96 pages, 7¼ x 9¼ inches, softcover
Though the Germans did not realize it at the time, the battle for Stalingrad was a turning point in the war with the Soviet Union. If you look on a map, you'll see that by the time the army reached this far, it was a very long way back to Germany. One thing that had nearly always plagued the German Army was its difficulty in keeping its armies supplied. In North Africa it was the sinking of supply ships and shooting down of transport aircraft. In the Eastern Front, it was sheer distance and lack of suitable roads.
For the most part, the extant Soviet rail system was used, but it was fairly sparse in the western part of the country. Add to it that the roads were poorly maintained and when it rained, they turned into a quagmire. It also did not help that Soviet partisans put forth a constant effort to disrupt supply lines. What this meant is that once an offensive really got going, it had to stop for lack of fuel, ammunition, spare parts, and replacement troops and equipment.
The assault on Stalingrad is a prime example of this. The initial forays were hugely successful for the Germans. The Soviet army was poorly led, poorly equipped, and the Soviet troops were not well trained. Despite having the best tank around, the Soviets did not employ them well and some of the largest tank battles of the war were fought during the move towards Stalingrad. The lack of proper strategic and tactical thinking even left the town wide open for nearly a week. It is just a fortune of war that the Germans had outrun their supply line and could not take advantage of the situation.
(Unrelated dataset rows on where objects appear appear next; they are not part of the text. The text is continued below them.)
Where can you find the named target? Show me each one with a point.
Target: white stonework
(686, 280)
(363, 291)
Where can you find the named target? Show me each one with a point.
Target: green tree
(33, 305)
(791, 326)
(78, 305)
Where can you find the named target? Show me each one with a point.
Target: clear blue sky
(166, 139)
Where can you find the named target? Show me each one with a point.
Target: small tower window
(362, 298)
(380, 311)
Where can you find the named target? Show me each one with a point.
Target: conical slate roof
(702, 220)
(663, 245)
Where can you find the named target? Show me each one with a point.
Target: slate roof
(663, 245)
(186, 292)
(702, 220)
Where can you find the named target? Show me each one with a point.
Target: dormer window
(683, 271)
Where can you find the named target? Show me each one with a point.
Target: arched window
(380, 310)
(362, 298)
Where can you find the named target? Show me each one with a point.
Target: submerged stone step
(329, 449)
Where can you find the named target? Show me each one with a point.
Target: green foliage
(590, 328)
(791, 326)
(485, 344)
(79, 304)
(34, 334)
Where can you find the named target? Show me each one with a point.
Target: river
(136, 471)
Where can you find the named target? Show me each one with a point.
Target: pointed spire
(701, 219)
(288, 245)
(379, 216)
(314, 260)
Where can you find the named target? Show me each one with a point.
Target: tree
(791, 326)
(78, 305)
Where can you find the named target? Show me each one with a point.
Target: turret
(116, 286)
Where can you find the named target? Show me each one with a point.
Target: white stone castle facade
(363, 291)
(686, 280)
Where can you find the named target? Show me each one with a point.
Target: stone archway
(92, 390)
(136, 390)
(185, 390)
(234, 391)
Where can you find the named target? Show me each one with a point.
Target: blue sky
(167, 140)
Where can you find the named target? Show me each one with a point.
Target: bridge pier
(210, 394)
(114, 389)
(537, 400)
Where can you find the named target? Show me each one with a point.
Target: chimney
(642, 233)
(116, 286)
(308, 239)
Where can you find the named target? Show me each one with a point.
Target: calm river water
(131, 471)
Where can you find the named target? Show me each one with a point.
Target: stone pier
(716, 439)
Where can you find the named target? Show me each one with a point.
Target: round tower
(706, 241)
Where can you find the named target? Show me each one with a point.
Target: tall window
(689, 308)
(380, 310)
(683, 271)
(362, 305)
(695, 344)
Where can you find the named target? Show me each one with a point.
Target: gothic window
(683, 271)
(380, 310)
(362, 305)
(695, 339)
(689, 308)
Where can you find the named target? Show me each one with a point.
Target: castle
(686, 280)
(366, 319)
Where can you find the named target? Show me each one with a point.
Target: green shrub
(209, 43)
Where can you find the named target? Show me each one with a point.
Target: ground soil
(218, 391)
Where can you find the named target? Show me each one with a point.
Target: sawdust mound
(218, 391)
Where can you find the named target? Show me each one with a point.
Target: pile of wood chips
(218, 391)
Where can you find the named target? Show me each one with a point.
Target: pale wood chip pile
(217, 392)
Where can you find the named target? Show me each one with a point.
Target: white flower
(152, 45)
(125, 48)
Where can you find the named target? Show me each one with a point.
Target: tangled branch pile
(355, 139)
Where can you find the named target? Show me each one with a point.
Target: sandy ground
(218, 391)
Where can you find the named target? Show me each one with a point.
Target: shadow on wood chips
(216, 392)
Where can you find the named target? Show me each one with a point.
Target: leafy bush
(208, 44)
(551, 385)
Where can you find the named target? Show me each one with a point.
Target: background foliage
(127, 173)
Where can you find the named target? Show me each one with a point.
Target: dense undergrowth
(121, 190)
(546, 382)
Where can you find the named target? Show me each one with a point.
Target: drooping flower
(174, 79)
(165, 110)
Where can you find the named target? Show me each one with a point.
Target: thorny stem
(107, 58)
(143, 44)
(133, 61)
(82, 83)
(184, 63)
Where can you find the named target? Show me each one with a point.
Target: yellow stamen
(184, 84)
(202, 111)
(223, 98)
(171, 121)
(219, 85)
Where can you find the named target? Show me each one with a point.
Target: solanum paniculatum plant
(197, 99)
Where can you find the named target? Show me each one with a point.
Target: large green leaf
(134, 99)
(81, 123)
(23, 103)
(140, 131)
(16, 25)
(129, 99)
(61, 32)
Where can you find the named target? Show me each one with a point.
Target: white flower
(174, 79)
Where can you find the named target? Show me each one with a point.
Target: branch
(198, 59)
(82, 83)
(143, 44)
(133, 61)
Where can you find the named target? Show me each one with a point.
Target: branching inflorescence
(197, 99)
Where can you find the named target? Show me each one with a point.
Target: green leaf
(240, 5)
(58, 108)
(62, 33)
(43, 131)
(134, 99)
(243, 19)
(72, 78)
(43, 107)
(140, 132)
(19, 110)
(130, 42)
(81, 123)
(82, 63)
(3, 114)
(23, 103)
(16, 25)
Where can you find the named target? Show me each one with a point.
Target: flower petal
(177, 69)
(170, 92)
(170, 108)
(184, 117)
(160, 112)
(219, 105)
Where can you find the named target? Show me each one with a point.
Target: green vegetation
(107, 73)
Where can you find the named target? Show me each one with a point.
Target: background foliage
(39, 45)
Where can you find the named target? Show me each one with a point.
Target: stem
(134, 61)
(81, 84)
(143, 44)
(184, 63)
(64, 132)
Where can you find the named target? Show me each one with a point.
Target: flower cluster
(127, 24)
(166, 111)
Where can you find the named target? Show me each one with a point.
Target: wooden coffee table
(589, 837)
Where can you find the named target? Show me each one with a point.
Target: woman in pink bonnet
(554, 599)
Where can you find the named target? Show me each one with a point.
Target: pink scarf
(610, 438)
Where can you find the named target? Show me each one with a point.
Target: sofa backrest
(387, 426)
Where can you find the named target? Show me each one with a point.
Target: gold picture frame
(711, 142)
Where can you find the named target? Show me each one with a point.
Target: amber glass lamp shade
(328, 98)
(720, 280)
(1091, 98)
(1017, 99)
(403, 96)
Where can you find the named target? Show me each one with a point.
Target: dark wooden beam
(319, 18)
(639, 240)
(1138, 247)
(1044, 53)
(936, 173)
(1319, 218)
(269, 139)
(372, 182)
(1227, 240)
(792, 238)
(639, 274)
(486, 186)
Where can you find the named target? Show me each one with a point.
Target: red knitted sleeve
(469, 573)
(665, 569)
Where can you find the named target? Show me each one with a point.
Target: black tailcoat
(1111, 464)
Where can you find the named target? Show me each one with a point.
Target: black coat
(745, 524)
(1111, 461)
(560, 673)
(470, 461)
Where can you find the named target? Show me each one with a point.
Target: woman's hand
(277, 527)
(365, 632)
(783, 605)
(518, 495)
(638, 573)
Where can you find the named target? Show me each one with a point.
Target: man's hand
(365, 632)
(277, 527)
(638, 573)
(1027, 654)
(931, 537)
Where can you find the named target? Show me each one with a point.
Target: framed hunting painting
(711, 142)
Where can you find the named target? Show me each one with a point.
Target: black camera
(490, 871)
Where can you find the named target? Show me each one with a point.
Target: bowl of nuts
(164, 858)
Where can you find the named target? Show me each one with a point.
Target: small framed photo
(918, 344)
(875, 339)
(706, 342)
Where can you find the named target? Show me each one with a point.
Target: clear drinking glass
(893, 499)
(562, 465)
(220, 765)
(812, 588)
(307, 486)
The author does a superlative job of telling the story of this conflict, from the build up, through the various battles in the push towards the city. At the end of this volume, it certainly appears that the Soviets are doomed to lose yet another major land battle. As with other books in this series, the various armies and leaders are profiled, giving their strengths and weaknesses. All of this is additionally enhanced by some great period photos as well as the maps and illustrations of Steve Noon, who many of you will recognize from other editions.
In all, it is a well done history of a campaign of which many are aware, but few really understand. This edition helps in that understanding.